In our example, we are given the equation \(4s - 4 = 30 - s\) and asked to check if \(s = 7\) is a solution. By substituting 7 for \(s\), we can form the equation \(4 \times 7 - 4 = 30 - 7\).
After performing the calculations, if both sides of the equation produce the same result, the number is indeed a solution. However, if they result in different values, as seen with 24 and 23 in this case, \( s = 7 \) is not a solution.
Checking solutions helps confirm the accuracy of equation-solving and ensures that you understand how to work with the variables. Always make sure to compute carefully and compare both sides accurately.

The substitution method is a fundamental technique used when solving equations, especially useful for verifying potential solutions to an equation. It involves replacing a variable with a given number, allowing us to determine if this number satisfies the equation entirely.
In the context of the given problem, substituting 7 for \(s\) in the equation \(4s - 4 = 30 - s\) helped us to check if 7 makes the equation true.
By calculating both sides separately with this specific value, we convert the problem from an abstract algebraic form into a simple arithmetic task. This substitution made it clear that 24 is not equal to 23, thus proving that \(s = 7\) does not satisfy the equation.

• This method is not just useful for checking specific solutions but is also the first step in solving more complex systems of equations.
• When correctly applied, the substitution method can eliminate variables systematically.

Substitution is crucial to build solid foundational skills in equation manipulation.

Linear equations, such as \(4s - 4 = 30 - s\), are algebraic equations where each term is either a constant or the product of a constant and a single variable. They form the basis for understanding more complex algebraic structures.
These equations are termed "linear" because, if graphed, they form a straight line, showing the direct relationship between variables. In a typical form, linear equations can be written as \(ax + b = c\), where \(a\), \(b\), and \(c\) are constants.
Solving linear equations involves finding the value of the variable that makes the equation true, which means making both sides equal.

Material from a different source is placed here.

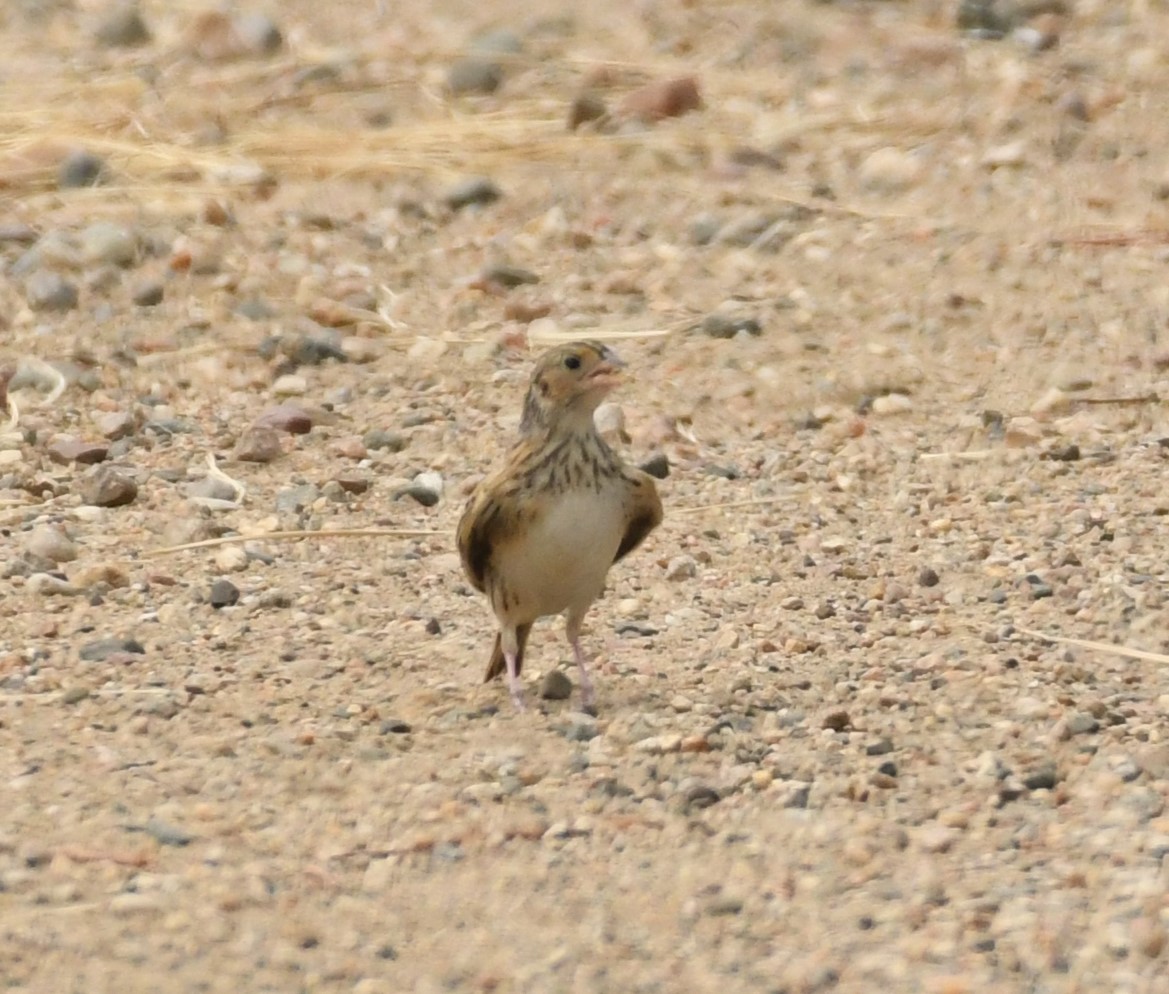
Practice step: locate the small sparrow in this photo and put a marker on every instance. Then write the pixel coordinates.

Understanding linear equations is critical as it teaches you how to solve for unknowns and apply mathematical operations systematically.

• Linear equations serve as a stepping stone to more advanced topics like quadratic equations and linear inequalities.
• They are essential in various real-world applications, from calculating budgets to predicting trends in data analysis.

Mastery of linear equations aids in building higher-level problem-solving skills.